Leisure and hospitality sector fuels job growth

An economic malaise brought on by the COVID-19 pandemic has found an apparent remedy in an employment sector that caters to people who visit Grays Harbor County for business and pleasure.

The leisure and hospitality sector provided the salve the county’s economy needed in January, in turn helping send the unemployment rate tumbling to 7.6 percent from 10.3 percent in January 2021.

That marked a decrease of 2.7 percentage points in the year-over-year period, according to a monthly report released on Tuesday, March 8, by the Washington State Employment Security Department. At the same time, the total workforce in the county climbed to 31,036 from 28,689.

“I think the leisure and hospitality sector is taking off,” said Jim Vleming, a regional labor economist with the Employment Security Department, on Tuesday to The Daily World. “There is demand.”

The leisure and hospitality sector added 1,400 jobs in January, when compared with January 2021, which easily outpaced growth in other sectors that posted gains in the year-over-year period.

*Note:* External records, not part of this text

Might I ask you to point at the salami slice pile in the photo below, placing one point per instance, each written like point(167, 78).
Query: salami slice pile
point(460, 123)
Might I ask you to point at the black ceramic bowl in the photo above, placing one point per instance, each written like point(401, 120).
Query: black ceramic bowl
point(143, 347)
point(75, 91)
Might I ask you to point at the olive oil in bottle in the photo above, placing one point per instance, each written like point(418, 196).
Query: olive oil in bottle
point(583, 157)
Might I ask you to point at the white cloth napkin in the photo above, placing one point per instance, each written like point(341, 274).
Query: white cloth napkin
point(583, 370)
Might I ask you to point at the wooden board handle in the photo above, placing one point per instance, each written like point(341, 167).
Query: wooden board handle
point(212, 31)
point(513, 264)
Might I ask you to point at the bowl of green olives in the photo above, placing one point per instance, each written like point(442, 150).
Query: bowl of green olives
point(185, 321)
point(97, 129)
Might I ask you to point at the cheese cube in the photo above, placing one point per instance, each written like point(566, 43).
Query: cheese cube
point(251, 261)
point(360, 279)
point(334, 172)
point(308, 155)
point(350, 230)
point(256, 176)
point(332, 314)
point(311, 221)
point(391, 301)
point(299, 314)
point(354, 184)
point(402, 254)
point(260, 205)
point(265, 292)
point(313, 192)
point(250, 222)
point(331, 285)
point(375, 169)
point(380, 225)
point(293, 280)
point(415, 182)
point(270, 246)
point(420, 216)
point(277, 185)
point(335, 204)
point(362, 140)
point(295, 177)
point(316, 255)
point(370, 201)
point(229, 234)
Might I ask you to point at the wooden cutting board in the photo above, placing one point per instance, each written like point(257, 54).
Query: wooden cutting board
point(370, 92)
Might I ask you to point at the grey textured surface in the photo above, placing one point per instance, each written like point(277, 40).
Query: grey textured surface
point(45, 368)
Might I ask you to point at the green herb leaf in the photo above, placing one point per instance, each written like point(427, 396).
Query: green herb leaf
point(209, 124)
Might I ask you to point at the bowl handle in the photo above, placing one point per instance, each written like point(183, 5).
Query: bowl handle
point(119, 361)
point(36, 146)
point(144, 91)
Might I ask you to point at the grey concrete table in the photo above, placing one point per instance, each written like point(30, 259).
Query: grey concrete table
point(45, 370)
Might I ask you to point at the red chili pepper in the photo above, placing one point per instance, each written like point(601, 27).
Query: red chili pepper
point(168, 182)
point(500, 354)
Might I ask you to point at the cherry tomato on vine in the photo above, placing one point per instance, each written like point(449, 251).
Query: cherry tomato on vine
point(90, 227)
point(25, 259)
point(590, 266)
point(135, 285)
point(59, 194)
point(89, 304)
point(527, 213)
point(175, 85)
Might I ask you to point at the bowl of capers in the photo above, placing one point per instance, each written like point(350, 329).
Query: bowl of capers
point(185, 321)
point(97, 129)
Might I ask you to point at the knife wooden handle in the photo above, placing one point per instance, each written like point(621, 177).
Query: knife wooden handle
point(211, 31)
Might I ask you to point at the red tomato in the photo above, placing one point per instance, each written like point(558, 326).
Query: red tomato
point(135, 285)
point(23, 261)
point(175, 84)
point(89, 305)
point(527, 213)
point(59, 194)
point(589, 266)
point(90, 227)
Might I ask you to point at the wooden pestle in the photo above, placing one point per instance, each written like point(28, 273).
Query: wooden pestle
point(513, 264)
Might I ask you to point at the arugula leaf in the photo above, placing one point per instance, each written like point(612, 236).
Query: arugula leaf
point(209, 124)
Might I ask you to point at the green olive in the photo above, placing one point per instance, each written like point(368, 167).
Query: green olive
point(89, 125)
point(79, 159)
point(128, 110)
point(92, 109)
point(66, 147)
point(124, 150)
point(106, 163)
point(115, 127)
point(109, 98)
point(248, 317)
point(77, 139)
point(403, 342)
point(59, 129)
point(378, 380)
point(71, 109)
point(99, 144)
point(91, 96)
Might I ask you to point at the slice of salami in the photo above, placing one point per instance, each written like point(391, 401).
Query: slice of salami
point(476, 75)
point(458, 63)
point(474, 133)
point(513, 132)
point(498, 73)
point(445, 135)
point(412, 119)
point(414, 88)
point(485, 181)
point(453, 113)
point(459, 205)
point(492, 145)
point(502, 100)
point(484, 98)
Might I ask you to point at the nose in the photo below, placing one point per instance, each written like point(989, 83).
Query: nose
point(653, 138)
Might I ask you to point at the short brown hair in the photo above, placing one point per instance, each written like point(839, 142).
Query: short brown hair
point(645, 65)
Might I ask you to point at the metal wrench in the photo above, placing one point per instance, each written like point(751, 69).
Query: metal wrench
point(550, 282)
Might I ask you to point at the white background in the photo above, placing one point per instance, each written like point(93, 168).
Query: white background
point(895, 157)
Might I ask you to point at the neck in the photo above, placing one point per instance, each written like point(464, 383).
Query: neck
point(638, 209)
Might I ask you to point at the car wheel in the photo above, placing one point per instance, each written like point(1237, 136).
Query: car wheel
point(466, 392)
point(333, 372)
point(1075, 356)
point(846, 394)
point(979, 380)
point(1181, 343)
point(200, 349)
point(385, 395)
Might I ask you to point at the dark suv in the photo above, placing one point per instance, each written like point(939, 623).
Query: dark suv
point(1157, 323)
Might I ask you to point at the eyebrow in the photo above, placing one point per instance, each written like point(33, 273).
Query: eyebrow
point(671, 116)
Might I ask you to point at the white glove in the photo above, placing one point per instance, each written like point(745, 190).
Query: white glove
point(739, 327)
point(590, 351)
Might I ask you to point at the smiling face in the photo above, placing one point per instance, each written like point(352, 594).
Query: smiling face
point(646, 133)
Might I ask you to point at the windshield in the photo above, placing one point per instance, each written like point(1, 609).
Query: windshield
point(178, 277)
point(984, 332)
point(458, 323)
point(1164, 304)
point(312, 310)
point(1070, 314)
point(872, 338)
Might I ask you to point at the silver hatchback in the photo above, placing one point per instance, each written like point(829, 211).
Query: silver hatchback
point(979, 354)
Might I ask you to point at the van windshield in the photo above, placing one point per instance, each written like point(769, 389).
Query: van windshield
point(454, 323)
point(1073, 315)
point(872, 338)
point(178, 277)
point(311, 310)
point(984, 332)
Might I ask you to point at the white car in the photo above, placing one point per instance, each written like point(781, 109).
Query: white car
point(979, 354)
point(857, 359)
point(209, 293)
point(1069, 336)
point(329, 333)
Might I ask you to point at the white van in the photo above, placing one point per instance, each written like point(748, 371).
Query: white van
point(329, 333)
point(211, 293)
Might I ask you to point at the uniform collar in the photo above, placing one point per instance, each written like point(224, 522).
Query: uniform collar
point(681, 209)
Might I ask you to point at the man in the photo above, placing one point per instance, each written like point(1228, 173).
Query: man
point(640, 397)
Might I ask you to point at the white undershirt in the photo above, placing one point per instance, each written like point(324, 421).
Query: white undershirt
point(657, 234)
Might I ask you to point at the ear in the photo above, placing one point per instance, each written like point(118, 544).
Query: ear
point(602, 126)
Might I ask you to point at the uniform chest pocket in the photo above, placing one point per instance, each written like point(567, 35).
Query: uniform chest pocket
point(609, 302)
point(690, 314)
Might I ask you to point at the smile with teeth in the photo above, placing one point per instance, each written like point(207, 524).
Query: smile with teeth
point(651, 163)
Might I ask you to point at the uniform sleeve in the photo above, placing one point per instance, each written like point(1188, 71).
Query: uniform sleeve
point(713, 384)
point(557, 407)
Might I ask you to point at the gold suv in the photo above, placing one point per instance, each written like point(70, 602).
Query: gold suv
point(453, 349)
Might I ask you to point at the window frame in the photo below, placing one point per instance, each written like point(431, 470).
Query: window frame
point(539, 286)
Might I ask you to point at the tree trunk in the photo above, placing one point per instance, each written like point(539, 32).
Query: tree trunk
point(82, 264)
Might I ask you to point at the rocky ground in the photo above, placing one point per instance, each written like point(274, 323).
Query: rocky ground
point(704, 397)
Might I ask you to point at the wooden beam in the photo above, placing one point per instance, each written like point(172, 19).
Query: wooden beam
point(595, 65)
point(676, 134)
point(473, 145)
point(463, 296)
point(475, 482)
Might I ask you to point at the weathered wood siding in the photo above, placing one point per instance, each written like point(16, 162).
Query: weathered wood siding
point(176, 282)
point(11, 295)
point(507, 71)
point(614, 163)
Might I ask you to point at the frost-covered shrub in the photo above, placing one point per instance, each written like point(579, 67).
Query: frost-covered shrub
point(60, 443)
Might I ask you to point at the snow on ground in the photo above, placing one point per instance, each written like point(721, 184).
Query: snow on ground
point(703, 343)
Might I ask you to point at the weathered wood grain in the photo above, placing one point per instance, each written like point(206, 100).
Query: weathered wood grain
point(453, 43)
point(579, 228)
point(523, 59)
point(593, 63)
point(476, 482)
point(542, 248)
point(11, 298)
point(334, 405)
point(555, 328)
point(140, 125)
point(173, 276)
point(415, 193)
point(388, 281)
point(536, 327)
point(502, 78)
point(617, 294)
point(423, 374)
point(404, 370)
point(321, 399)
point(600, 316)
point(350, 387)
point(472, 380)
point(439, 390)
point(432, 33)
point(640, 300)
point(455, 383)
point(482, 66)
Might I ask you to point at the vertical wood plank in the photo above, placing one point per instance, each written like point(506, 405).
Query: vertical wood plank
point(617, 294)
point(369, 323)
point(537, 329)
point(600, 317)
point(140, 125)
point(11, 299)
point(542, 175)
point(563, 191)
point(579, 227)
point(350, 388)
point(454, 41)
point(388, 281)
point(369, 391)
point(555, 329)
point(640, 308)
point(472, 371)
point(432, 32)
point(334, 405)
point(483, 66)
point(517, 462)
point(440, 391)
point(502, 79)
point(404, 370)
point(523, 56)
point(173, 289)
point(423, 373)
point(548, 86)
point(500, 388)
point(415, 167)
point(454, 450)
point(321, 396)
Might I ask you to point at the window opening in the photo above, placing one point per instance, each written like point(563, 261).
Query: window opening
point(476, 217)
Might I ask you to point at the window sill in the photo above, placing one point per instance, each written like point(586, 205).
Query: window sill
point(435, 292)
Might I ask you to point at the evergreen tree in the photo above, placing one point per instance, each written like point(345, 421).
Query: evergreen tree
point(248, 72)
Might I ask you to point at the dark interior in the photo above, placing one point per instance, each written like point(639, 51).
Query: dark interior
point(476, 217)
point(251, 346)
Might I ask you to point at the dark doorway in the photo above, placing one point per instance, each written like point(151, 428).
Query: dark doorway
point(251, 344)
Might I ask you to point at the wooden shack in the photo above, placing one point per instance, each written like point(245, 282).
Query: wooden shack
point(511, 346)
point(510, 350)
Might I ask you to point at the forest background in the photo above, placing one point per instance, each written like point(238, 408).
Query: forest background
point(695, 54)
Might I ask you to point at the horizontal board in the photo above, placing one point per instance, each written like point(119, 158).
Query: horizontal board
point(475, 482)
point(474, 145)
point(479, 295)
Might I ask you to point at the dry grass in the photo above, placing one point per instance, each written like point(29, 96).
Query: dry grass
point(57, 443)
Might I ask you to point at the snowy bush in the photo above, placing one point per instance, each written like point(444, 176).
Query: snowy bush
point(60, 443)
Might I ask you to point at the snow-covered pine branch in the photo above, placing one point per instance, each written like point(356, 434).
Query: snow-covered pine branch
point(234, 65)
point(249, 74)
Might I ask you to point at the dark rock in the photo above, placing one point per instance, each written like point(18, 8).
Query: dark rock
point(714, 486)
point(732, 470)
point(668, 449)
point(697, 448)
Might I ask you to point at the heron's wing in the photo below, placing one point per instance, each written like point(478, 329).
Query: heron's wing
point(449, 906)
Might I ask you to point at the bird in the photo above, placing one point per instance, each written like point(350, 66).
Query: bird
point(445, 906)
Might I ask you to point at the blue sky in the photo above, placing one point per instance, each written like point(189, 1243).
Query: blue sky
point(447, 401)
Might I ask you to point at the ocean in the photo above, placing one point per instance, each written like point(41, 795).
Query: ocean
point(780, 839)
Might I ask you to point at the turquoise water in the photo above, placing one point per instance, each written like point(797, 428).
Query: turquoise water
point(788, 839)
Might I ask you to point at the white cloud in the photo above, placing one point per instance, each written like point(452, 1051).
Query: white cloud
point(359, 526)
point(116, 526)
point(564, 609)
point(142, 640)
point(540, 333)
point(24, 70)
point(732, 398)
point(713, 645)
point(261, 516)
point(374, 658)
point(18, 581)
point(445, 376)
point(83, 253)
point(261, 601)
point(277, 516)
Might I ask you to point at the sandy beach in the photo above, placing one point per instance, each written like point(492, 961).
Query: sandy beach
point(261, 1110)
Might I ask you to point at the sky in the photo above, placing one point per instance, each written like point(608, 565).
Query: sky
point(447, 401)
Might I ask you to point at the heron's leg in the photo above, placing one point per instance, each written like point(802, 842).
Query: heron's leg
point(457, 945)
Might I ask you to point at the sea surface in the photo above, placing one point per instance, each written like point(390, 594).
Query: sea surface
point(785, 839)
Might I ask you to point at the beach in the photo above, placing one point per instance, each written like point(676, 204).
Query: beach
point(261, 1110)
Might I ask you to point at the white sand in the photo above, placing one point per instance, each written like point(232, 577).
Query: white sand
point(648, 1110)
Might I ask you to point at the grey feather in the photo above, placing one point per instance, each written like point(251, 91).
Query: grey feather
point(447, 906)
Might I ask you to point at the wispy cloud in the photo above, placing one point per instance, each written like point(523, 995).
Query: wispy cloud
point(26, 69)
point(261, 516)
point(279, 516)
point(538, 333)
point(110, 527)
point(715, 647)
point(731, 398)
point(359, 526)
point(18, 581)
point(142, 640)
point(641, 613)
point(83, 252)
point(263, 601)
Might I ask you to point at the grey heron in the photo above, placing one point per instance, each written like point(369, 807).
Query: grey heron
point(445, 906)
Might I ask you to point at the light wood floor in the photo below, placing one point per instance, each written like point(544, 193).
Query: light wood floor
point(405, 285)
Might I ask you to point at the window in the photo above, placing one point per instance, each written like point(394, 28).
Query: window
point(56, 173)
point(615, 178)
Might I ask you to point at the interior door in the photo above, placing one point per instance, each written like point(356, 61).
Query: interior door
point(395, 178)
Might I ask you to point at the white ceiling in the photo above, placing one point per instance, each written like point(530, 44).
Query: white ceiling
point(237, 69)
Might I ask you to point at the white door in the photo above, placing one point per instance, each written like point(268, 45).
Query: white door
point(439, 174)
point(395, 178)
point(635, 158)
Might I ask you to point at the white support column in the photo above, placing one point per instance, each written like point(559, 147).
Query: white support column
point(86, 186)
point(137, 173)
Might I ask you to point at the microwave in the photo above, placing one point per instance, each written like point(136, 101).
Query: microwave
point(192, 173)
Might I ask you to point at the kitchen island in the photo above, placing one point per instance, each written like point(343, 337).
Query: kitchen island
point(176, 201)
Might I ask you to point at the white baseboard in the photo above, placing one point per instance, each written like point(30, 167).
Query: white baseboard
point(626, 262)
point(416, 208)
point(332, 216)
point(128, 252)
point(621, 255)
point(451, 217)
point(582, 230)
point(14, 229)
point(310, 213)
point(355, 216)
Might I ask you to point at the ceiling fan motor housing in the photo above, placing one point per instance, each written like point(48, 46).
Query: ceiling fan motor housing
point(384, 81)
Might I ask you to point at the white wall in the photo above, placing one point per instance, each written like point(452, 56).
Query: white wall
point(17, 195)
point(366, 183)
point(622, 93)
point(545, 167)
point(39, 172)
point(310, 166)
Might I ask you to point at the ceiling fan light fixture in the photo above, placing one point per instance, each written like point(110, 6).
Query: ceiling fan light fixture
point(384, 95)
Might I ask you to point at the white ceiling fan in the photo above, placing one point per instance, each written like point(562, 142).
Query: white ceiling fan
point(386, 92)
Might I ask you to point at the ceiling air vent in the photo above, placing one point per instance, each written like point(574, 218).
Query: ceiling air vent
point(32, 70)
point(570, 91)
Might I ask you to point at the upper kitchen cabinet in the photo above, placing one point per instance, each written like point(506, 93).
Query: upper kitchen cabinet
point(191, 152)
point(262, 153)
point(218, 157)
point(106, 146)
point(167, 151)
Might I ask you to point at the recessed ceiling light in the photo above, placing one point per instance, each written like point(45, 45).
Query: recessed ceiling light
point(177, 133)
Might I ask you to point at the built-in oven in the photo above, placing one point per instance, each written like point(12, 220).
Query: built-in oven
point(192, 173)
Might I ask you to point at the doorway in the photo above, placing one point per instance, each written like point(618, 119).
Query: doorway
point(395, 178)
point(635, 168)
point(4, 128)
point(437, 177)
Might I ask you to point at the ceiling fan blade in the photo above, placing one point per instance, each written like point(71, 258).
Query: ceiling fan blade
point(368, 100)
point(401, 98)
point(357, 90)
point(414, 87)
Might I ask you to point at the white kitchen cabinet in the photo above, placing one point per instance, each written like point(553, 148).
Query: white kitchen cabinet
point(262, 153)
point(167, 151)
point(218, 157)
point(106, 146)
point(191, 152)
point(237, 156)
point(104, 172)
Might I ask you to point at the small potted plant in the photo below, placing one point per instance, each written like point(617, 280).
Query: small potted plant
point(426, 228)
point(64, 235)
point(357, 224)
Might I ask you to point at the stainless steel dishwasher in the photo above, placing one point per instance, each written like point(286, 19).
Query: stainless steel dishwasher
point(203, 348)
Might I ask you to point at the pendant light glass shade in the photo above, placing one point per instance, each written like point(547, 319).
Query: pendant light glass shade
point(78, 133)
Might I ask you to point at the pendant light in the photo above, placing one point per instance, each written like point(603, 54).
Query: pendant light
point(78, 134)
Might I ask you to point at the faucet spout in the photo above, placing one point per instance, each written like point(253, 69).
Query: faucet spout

The manufacturing sector gained 580 jobs in January, while the trade sector was up 220 positions, followed by mining, logging and construction at 210 in the period.

Leisure and hospitality should also continue to add jobs — assuming people will fill them — given that some businesses in the sector need to bolster employment rosters.

“I’m hearing rumblings about not being able to fully staff some of the restaurants,” said Vleming, who added this sort of thing has been happening in the counties within his coverage area. Those counties include Thurston, which is home to Olympia, as well as Pierce.

Looking ahead to the spring and summer, the outlook for the Grays Harbor County labor market remains positive despite gasoline prices that have gone straight up since Russia began an invasion of neighboring Ukraine in late February. The average price of regular unleaded gasoline has climbed more than 50 cents per gallon in Washington since the invasion started and shows no signs of slowing.

But, for now, the labor market looks good. Statewide, the unemployment rate in Washington sank to 4.4 percent in January from 6 percent in January 2021. At the same time, the number of unemployed people plunged to 174,700 from 228,600 despite a surge in COVID-19 cases brought on by the highly contagious Omicron variant.

“The state had to deal with renewed COVID challenges in January, resulting in slower but positive employment growth,” said Paul Turek, statewide economist for the Employment Security Department, in a statement on Tuesday.

Nationwide, the jobless rate dropped to 4 percent in January from 6.4 percent in January 2021, according to data from the U.S. Bureau of Labor Statistics.